Discrete Component Analysis
The Discrete Component Analysis (DCA) software is being developed as a stand-alone package, and as a plug-in to the Elefant system, a machine learning toolbox from NICTA. Currently the software is being run in stand-alone mode using the data streaming libraries from the older and now unsupported MPCA system, developed at Helsinki Institute for IT. The software itself is written in the C language and compiles on a Linux and a Mac OS X environment.
The models presented here are known under many names, such as latent Dirichlet allocation, multi-aspect models, multinomial PCA, and non-negative matrix factorisation.
The following reports are available for the first public release, version 0.202:
- "DCA 0.202 Software," software guide for installers and developers.
- "DCA 0.202 User Guide," for users.
- "An Approach to Discrete Component Analysis," theory paper.
- "Estimating Likelihoods for Topic Models," paper describing the evaluation of topic models, original is in ACML'09 and the original publication is available at www.springerlink.com.
- Downloading and converting the Wikipedia for use using the WEX format.
- Using the UCI data sets for topic modelling.
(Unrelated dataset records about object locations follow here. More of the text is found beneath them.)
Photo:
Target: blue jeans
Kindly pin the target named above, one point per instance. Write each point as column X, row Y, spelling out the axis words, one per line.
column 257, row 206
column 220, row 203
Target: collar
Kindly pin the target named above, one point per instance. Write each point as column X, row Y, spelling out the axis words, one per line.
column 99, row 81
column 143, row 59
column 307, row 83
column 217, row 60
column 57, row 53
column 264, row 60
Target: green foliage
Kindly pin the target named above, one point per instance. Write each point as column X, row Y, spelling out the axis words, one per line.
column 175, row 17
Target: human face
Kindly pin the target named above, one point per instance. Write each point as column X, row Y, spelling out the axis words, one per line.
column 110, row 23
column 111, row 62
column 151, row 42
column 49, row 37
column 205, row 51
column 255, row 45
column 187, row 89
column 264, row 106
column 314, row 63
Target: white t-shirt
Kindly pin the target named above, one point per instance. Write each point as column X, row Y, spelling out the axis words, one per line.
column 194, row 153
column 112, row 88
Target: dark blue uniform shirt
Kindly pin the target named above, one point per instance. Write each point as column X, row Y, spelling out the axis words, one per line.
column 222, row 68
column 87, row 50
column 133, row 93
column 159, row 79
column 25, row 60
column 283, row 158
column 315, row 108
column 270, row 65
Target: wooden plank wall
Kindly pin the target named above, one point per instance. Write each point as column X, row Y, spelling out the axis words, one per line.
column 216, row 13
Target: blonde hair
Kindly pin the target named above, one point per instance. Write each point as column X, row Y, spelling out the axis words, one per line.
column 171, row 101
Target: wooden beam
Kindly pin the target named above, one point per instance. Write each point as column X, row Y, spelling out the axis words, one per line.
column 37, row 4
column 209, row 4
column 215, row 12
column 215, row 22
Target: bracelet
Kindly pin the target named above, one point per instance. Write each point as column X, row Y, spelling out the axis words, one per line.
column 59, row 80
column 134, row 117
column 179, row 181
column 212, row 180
- Using Reuters RCV1 collection.
- Using the Caltech256 or MSRC2 image collections based on SIFT features, available from Tinne Tuytelaars webpage on Unsupervised Object Discovery.
- Using PubMed XML data.
The software itself, published under the MPL license, can be downloaded in "tar.gz" format. It is built using the GNU configure and autotools. A lot of the examples require installation of a number of Perl-based scripts for data massaging and HTML reporting. Otherwise, installation mainly requires the GNU Scientific Library (GSL), and the Judy library, both are available for easy install on most distributions.